I’ll proceed with an alphabetical order, simply because none of these factor can be considered better than the others: the secret is within the ability to put in place a COHERENT strategy, without the need to be the best in each sector.

It’s a tautology, but the brand is important. 10 years ago, before the advent of the Playstation, we can say that Nintendo and SEGA were synonyms of “console videogames”. If you followed the link in my introductive post, you already know why SEGA is not on the scene anymore.

When Sony decided to “attack” the console market, they pushed on marketing, on brand valorisation, on advertising. They made a lot of investments to become popular in this market too. And they were successful.

The same did Microsoft 5 years ago, with their first XBOX.

Nintendo strategy was different and the result was that both the XBOX and the Playstation brand became really popular. Nintendo lost some of their popularity, but thanks to the portable console segment they were able to “survive”.

Now, in 2007, these 3 competitors can count on greats and strong brands, which makes really unlikely the arrival of new comers.

Costs are critical. Even if we are talking about big companies, this aspect should be taken into consideration not to transform a well-done strategy into a failure.
Nintendo kept the productive costs low, so to make revenues from each console sold and at the same time being aggressive on the price.
Microsoft did a long-time strategy. Their console cost more, but they took advantage from being the first in the market. Unfortunately their hardware is not reliable, obliging the company to spend a lot in free assistance.
Sony did the worst: they produced an expensive console, with expensive components.

I’d say, no problem for any of the 3, here.
Nintendo can benefit from their own games (maybe the best in terms of gameplay). Plus a set of exclusives like the RE:Umbrella Chronicles and Monster Hunter 3 by Capcom (this last announcement was really astonishing for the market)
Microsoft worked hard on exclusives. Apart from halo3 or Mass Effect or Bioshock, Microsoft was able to steal a lot of titles to Sony: Devil May Cry 3, Ace Combat 6,

Sony is losing advantage, and this is mainly due to Microsoft efforts.
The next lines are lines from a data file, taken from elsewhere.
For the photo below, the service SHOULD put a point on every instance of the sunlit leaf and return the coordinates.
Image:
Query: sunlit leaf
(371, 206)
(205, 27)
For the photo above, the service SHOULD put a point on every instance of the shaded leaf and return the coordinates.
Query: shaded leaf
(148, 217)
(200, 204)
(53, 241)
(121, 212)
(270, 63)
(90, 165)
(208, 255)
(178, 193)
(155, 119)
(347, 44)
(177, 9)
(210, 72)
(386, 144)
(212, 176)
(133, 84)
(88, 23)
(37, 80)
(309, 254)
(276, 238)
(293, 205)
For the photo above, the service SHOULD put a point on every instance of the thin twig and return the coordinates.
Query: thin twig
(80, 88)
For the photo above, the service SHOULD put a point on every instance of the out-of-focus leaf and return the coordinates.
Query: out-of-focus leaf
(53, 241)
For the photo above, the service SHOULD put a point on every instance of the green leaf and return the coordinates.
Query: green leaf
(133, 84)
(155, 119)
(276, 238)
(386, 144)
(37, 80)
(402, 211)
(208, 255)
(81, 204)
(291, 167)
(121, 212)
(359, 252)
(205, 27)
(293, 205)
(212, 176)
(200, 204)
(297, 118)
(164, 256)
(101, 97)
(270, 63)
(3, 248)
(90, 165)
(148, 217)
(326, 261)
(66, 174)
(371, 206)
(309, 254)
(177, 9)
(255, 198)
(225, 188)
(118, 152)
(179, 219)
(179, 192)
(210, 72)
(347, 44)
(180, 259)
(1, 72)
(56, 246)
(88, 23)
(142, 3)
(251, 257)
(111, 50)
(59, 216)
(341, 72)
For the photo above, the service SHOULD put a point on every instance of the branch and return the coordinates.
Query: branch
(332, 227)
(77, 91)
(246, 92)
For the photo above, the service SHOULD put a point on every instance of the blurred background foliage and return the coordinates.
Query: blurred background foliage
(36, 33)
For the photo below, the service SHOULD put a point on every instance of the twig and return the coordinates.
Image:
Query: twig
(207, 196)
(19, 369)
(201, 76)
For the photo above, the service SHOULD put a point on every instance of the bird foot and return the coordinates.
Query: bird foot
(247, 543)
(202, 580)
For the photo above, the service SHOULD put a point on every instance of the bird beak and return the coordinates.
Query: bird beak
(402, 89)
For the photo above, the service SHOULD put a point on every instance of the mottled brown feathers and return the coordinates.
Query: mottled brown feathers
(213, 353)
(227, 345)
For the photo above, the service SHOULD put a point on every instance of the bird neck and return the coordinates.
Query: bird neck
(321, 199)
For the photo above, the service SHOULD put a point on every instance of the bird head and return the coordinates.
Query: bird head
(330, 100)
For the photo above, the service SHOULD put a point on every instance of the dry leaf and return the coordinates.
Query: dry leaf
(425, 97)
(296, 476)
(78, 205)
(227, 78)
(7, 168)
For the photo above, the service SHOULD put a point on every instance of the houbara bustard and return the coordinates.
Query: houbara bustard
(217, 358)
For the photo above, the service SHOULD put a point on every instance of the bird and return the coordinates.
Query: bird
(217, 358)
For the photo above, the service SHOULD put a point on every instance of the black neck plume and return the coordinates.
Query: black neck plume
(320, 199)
But the game is not over: Little Big planet, Gran Turismo 5, Metal Gear Solid 4 are titles that no real gamer should miss.

There are a lot of way to innovate: game play, graphic, audio, online… Microsoft and Sony focused on the last 3 aspects, while Nintendo made the gameplay the basis of their strategy (and the result was Wii and its incredible Wii remote)

No console can be considered successful without an online platform. Even Nintendo had to admit it.
Microsoft has the lead, with its Xbox live service. Sony is trying to reach Microsoft, with a free service (Playstation Network) but still to be improved. Nintendo is only tasting the market, with a light

Value for money or Premium price? Nintendo chose to sell a hardware less powerful, but at low cost. Sony did the opposite. And Microsoft positioned their product in the middle, thanks to the modularity of the Core and Pro versions of their console (…WI-FI only optional…).

The hardware must be reliable. Some years ago I would not have considered this aspect in my analysis but, due to the Xbox 360 problems, now I have to. Microsoft is losing a lot of prospect, for this productive issue.

Nothing more than what I said for the section “Exclusive games”. A good support from 3rd parties allows a console to have a wide portfolio of genres, so to satisfy all customers.

It’s clear: games must be more and more beautiful to see. However, with the Wii, Nintendo demonstrated that this is “only one key success factor”, not “the only one”. And everything depends on the market segment to be covered. For example, Sony and Microsoft focused on hardcore gamers.

Timing is fundamental. Microsoft was the first this time, and they benefited from that. Imagine what could have happened if Sony had been able to be in the market during the same time, with a console more expensive, ok, but RELIABLE.
I’d say that Microsoft were both good and lucky.
There would be a lot to say about “timing”. Maybe I will dedicate a whole post to this aspect in the future.

Today we have finished. In the next part we will analyse a particular topic: the pressure of the competitive forces, and how this aspect has influenced the current “next-generation” console market.